Joe Osei Owusu avers there was no basis for the over 3 million cedis payment made to the four ex-employees including two former Chief Executives Tsatsu Tsikata and Nana Asafo Agyei.
His damnation of the Board of the GNPC is a new sting in the tale of allegations, confirmations and denials of payments made to former heads of the GNPC.
MP for Adansi Asokwa KT Hammond set the scandal off with an allegation that GNPC had ordered the payment of various sums of monies to Tsatsu Tsikata, Nana Asafo Agyei, Esther Cobbah and Mr Benjamin Dagadu who used to be the Field Evaluation and Development Manager of the Corporation.
According to the Asokwa MP, Tsikata and Asafo Agyei were each paid one million cedis whilst the wife of Tsikata, Esther Cobbah who was then the Public Affairs Manager at GNPC was paid 600,000 cedis.
He described the payment as criminal and illegal and demanded an investigation into the payment.
On Monday, the GNPC issued a statement confirming the Board's decision to make the payment to the four. While it will not disclose the exact amount paid to them, the Board stated the four employees had acquitted themselves well during their period of employment and that it was a "valid obligation" on the part of the Corpration to pay them their ex-gratia.

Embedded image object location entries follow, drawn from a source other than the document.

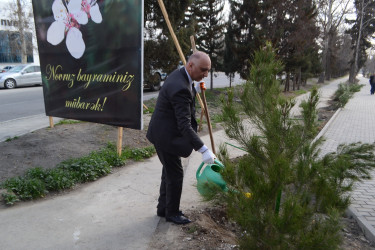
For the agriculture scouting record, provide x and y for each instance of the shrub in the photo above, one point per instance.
(297, 196)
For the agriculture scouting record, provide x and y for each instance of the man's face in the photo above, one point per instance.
(199, 68)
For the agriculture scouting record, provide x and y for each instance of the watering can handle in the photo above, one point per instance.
(199, 170)
(200, 167)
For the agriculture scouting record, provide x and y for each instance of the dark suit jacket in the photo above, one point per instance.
(173, 126)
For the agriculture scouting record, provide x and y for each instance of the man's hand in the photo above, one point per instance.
(198, 86)
(207, 156)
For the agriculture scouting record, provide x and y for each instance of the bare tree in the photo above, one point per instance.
(331, 16)
(363, 29)
(19, 14)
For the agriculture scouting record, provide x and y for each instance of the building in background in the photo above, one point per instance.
(10, 52)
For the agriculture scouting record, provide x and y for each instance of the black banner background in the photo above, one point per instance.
(104, 84)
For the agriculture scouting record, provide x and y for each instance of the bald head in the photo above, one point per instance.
(198, 65)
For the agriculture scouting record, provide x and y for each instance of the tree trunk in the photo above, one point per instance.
(354, 69)
(21, 30)
(326, 44)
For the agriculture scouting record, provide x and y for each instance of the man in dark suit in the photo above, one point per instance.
(173, 131)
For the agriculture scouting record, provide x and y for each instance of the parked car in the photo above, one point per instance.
(21, 75)
(6, 68)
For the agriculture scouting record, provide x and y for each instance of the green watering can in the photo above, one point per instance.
(210, 177)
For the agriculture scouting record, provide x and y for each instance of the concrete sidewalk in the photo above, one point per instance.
(356, 123)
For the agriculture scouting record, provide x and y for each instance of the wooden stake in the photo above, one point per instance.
(208, 117)
(193, 44)
(119, 140)
(182, 57)
(51, 125)
(145, 106)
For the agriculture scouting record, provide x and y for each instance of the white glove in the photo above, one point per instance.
(198, 86)
(207, 156)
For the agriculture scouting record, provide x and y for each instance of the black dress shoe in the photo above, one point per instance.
(178, 219)
(162, 213)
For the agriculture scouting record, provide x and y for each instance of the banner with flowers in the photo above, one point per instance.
(91, 59)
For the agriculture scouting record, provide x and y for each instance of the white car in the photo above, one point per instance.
(21, 75)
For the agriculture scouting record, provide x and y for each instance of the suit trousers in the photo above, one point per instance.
(171, 183)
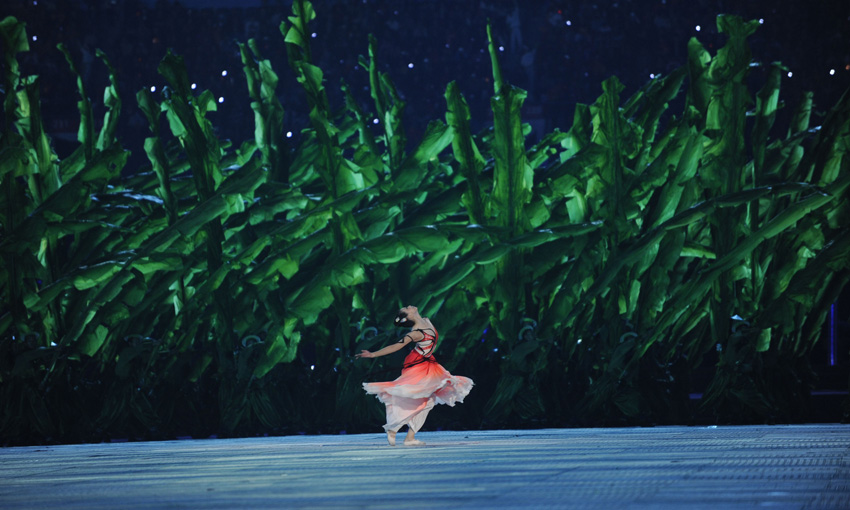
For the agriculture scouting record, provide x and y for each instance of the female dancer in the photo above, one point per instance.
(423, 381)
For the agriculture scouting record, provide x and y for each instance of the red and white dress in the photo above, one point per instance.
(422, 384)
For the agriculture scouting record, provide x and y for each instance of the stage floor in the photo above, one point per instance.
(799, 466)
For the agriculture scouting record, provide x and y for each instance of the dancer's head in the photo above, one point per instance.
(407, 317)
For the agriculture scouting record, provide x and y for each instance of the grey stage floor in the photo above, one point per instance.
(804, 466)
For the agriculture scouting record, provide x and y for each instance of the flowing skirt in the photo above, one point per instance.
(422, 384)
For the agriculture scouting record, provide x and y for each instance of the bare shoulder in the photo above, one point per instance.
(415, 335)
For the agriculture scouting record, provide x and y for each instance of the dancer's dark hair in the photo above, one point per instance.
(402, 320)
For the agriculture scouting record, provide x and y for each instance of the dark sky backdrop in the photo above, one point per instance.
(559, 51)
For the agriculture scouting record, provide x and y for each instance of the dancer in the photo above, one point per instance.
(423, 381)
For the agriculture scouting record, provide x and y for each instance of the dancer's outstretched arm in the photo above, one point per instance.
(414, 336)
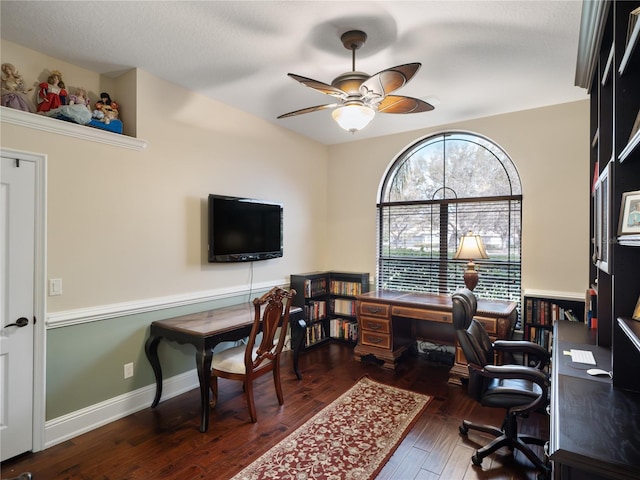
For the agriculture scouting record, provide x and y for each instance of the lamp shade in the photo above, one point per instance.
(470, 248)
(353, 117)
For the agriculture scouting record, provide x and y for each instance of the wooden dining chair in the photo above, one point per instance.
(247, 362)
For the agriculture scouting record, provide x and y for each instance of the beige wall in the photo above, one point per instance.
(129, 227)
(549, 147)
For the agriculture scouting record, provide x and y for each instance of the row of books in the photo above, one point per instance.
(316, 310)
(314, 334)
(343, 329)
(343, 306)
(350, 289)
(542, 336)
(314, 287)
(545, 312)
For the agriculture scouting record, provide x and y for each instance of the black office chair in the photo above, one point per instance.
(516, 388)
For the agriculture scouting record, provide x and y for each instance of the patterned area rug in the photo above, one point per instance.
(352, 438)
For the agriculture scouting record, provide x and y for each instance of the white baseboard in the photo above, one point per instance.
(82, 421)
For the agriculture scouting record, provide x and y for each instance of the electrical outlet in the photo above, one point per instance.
(55, 286)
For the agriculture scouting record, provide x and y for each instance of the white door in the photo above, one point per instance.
(17, 252)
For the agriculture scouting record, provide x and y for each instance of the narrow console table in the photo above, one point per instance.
(390, 322)
(595, 427)
(205, 330)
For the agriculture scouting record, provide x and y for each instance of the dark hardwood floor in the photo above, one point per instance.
(164, 443)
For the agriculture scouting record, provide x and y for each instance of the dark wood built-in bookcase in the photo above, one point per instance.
(542, 309)
(612, 76)
(328, 300)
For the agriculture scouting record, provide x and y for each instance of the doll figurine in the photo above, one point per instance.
(80, 98)
(52, 94)
(105, 109)
(14, 93)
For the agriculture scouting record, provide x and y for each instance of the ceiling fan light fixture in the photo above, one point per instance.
(353, 117)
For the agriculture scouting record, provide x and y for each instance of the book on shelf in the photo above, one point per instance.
(591, 303)
(314, 334)
(316, 310)
(315, 287)
(343, 329)
(349, 289)
(544, 312)
(343, 306)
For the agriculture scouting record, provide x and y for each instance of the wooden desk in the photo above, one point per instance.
(205, 330)
(595, 427)
(390, 323)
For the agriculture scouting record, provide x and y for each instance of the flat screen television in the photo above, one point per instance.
(243, 229)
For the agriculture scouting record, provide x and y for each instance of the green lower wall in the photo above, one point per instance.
(85, 362)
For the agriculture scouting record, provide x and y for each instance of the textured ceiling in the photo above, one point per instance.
(478, 58)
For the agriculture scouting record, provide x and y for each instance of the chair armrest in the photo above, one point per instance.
(520, 372)
(524, 346)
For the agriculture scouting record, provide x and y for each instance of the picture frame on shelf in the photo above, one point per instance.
(602, 229)
(636, 127)
(629, 223)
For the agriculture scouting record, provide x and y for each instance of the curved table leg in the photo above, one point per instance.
(298, 329)
(151, 349)
(203, 365)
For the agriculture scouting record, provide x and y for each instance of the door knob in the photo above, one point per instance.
(21, 322)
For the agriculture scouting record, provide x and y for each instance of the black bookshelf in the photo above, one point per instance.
(329, 304)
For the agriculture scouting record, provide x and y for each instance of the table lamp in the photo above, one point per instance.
(470, 248)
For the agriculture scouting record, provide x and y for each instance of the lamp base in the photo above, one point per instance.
(471, 276)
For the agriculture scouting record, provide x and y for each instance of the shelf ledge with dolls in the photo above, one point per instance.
(52, 125)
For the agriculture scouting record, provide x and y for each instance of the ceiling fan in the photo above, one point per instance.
(361, 95)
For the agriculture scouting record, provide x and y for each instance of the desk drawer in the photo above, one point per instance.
(374, 309)
(421, 314)
(375, 325)
(489, 324)
(376, 339)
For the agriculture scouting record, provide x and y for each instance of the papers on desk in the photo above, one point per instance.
(582, 356)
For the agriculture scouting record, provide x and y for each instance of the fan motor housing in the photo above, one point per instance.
(350, 82)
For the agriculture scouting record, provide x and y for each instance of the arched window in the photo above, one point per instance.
(439, 189)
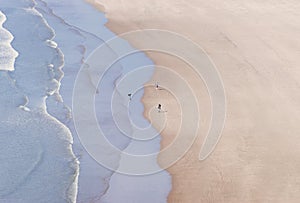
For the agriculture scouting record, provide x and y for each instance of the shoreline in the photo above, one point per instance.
(258, 65)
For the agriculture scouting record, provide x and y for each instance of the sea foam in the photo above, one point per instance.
(7, 53)
(37, 162)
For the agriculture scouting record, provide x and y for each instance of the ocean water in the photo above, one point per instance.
(52, 40)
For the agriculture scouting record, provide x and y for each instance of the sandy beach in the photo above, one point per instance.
(256, 48)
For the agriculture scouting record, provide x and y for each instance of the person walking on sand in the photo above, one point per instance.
(156, 85)
(130, 96)
(159, 107)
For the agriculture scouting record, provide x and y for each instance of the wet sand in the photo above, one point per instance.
(256, 48)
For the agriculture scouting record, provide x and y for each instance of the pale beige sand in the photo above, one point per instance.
(256, 47)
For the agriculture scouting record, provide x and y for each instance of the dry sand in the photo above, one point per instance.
(256, 48)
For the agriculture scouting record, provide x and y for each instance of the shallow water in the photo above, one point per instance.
(54, 38)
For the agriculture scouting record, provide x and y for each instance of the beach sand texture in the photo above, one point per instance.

However, on Tuesday, Esther Cobbah issued a statement saying she was yet to receive any payment from the GNPC.
She claimed she was owed huge sums of monies in entitlements after she was removed rather unceremoniously in 2001 by the then Energy Minister.
She accused KT Hammond of plotting to deny her what is rightfully hers, professing "no weapon fashioned against me by the making of such unjustifiable attacks will prosper."
But it appears she may have to widen her scope of defence against what she described as unjustifiable attacks.
This is because Joe Osei Owusu is wondering how Madam Cobbah of all persons will be making ex-gratia demands on the state and the GNPC.
"In the case of Madam Esther Cobbah we learned that she actually abandoned her post. She was transferred to the Gas Company and never stepped there (GNPC). Is such a person entitled to make any claims?" he questioned.
He said the payment by the Board is not only baseless but he had received information, lawyers of GNPC had written a legal opinion against the payment of the ex-gratia.
He said the Board must be held for causing financial loss to the state for approving payments to the four.